A powerful web crawling tool that integrates with AI assistants via the MCP (Machine Conversation Protocol). This project allows you to crawl websites and save their content [...]

## 📋 Features

- Website crawling with configurable depth
- Support for internal and external links
- Generation of structured Markdown files
- Native integration with AI assistants via MCP
- Detailed crawl result statistics
- Error and not found page handling

## 🚀 Installation

### Prerequisites

- Python 3.9 or higher

### Installation Steps

1. Clone this repository:

```bash
git clone laurentvv/crawl4ai-mcp
cd crawl4ai-mcp
```

2. Create and activate a virtual environment:

```bash
# Windows
python -m venv .venv
.venv\Scripts\activate

# Linux/MacOS
python -m venv .venv
source .venv/bin/activate
```

3. Install the required dependencies:

```bash
# Using pip
pip install -r requirements.txt

# Using UV (recommended)
pip install uv  # If UV is not yet installed
uv venv
uv pip install -e .
```

### Using UV (Modern Python Package Manager)

This project now supports [UV](https://github.com/astral-sh/uv), a fast Python package installer and resolver.

```bash
# Install UV if you don't have it yet
pip install uv

# Create a virtual environment
uv venv

# Install the project and its dependencies
uv pip install -e .

# Install development dependencies
uv pip install -e ".[dev]"
```

## 🔧 Configuration

### MCP Configuration for AI Assistants

To use this crawler with AI assistants like VScode Cline, configure your `cline_mcp_settings.json` file:

```json
{
  "mcpServers": {
    "crawl": {
      "command": "PATH\\TO\\YOUR\\ENVIRONMENT\\.venv\\Scripts\\python.exe",
      "args": [
        "PATH\\TO\\YOUR\\PROJECT\\crawl_mcp.py"
      ],
      "disabled": false,
      "autoApprove": [],
      "timeout": 600
    }
  }
}
```

Replace `PATH\\TO\\YOUR\\ENVIRONMENT` and `PATH\\TO\\YOUR\\PROJECT` with the appropriate paths on your system.
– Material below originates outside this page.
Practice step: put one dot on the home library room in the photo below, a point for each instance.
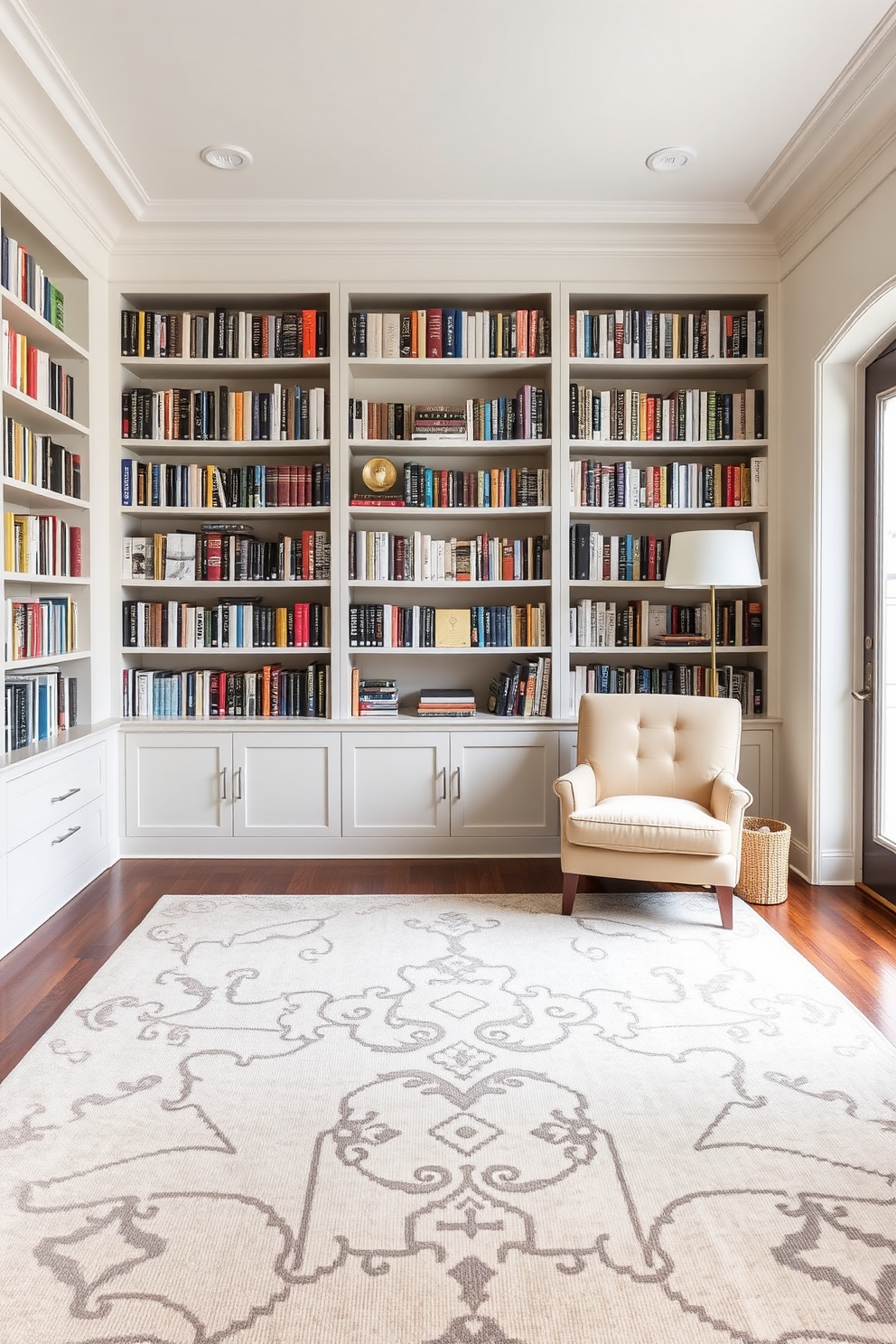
(54, 804)
(490, 556)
#### Concrete Example (Windows)

```json
{
  "mcpServers": {
    "crawl": {
      "command": "C:\\Python\\crawl4ai-mcp\\.venv\\Scripts\\python.exe",
      "args": [
        "D:\\Python\\crawl4ai-mcp\\crawl_mcp.py"
      ],
      "disabled": false,
      "autoApprove": [],
      "timeout": 600
    }
  }
}
```

## 🖥️ Usage

### Usage with an AI Assistant (via MCP)

Once configured in your AI assistant, you can use the crawler by asking the assistant to perform a crawl using the following syntax:

```
Can you crawl the website https://example.com with a depth of 2?
```

The assistant will use the MCP protocol to run the crawling tool with the specified parameters.
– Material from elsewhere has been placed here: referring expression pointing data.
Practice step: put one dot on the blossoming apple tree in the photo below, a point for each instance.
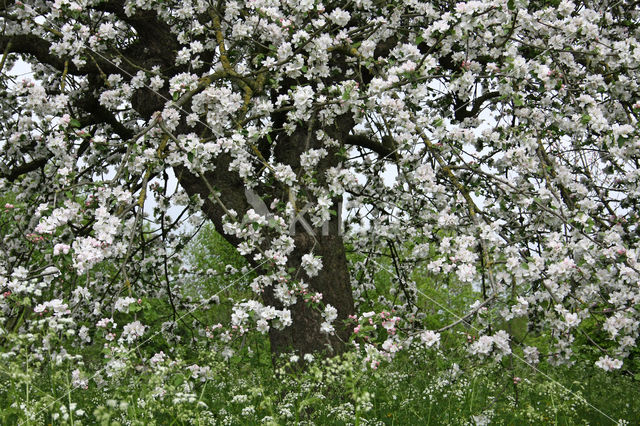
(494, 142)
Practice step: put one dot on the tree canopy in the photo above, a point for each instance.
(493, 144)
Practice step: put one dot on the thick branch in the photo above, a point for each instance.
(383, 149)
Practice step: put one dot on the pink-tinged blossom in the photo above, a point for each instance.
(430, 338)
(608, 364)
(132, 331)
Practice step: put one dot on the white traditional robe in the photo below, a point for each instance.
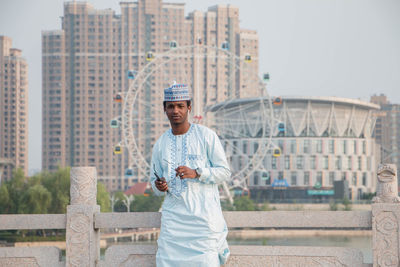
(193, 230)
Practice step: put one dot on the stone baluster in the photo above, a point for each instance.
(386, 218)
(81, 237)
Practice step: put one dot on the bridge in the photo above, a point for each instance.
(84, 220)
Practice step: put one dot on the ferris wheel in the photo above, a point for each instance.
(220, 82)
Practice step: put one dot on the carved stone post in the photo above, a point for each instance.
(386, 218)
(82, 239)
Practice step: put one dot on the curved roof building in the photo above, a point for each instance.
(321, 140)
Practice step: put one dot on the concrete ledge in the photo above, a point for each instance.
(127, 220)
(268, 219)
(39, 256)
(33, 221)
(144, 256)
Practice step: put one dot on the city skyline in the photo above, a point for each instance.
(348, 53)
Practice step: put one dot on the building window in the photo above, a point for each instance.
(364, 179)
(326, 162)
(319, 178)
(300, 162)
(306, 178)
(368, 163)
(255, 147)
(355, 146)
(364, 147)
(306, 146)
(267, 177)
(354, 180)
(293, 146)
(255, 178)
(349, 163)
(273, 163)
(331, 178)
(287, 162)
(293, 177)
(313, 164)
(319, 146)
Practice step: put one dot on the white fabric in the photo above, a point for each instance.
(193, 230)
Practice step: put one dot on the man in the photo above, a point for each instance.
(191, 161)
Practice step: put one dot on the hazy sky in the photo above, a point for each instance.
(346, 48)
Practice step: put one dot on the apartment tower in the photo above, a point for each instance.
(13, 109)
(86, 63)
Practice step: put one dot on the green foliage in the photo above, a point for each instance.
(227, 206)
(264, 207)
(347, 204)
(15, 187)
(58, 184)
(103, 198)
(243, 203)
(37, 200)
(368, 196)
(4, 199)
(119, 205)
(333, 205)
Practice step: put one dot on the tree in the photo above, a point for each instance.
(37, 200)
(16, 187)
(4, 199)
(103, 198)
(119, 205)
(243, 203)
(58, 184)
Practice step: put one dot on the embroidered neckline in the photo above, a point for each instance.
(177, 186)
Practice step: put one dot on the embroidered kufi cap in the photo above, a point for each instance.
(176, 92)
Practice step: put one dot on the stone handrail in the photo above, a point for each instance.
(251, 219)
(83, 221)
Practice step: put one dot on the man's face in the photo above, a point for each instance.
(177, 112)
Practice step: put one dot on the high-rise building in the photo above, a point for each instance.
(387, 129)
(13, 109)
(86, 64)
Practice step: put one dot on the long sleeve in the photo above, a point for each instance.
(218, 171)
(155, 166)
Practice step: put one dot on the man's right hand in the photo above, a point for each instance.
(161, 185)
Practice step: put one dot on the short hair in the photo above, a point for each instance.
(188, 102)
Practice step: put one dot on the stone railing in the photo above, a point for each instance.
(83, 222)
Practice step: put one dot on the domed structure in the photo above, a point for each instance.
(321, 140)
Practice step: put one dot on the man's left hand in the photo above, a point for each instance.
(185, 172)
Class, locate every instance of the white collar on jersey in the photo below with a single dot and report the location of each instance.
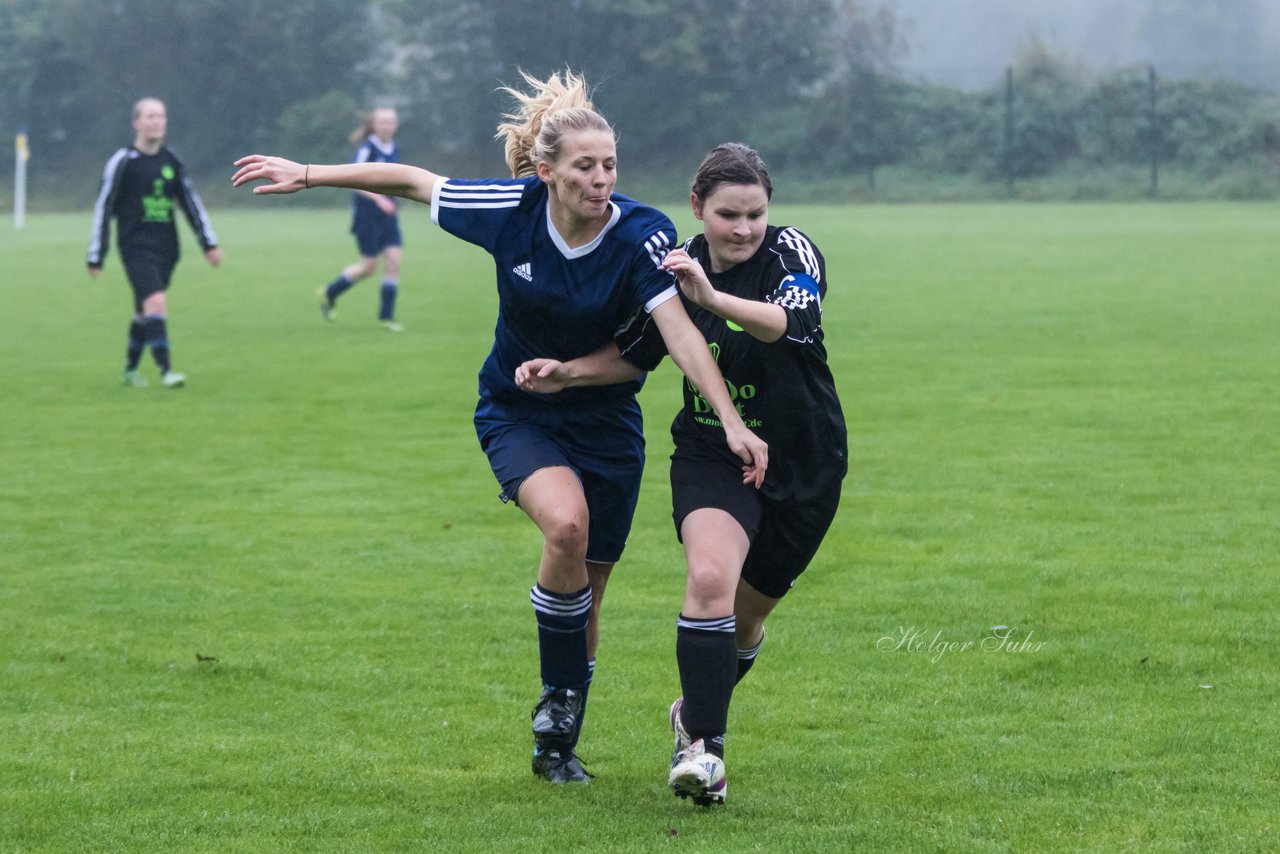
(378, 144)
(586, 249)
### Usage Examples with Claude

Here are examples of requests you can make to Claude after configuring the MCP tool:

- **Simple Crawl**: "Can you crawl the site example.com and give me a summary?"
- **Crawl with Options**: "Can you crawl https://example.com with a depth of 3 and include external links?"
- **Crawl with Custom Output**: "Can you crawl the blog example.com and save the results in a file named 'blog_analysis.md'?"

## 📁 Result Structure

Crawl results are saved in the `crawl_results` folder at the root of the project. Each result file is in Markdown format with the following structure:

```markdown
# https://example.com/page

## Metadata
- Depth: 1
- Timestamp: 2023-07-01T12:34:56

## Content
Extracted content from the page...

---
```

## 🛠️ Available Parameters

The crawl tool accepts the following parameters:

| Parameter | Type | Description | Default Value |
|-----------|------|-------------|---------------|
| url | string | URL to crawl (required) | - |
| max_depth | integer | Maximum crawling depth | 2 |
| include_external | boolean | Include external links | false |
| verbose | boolean | Enable detailed output | true |
| output_file | string | Output file path | automatically generated |

## 📊 Result Format

The tool returns a summary with:
- URL crawled
- Path to the generated file
- Duration of the crawl
- Statistics about processed pages (successful, failed, not found, access forbidden)

Results are saved in the `crawl_results` directory of your project.

## 🤝 Contribution

Contributions are welcome! Feel free to open an issue or submit a pull request.

## 📄 License

This project is licensed under the MIT License - see the LICENSE file for details.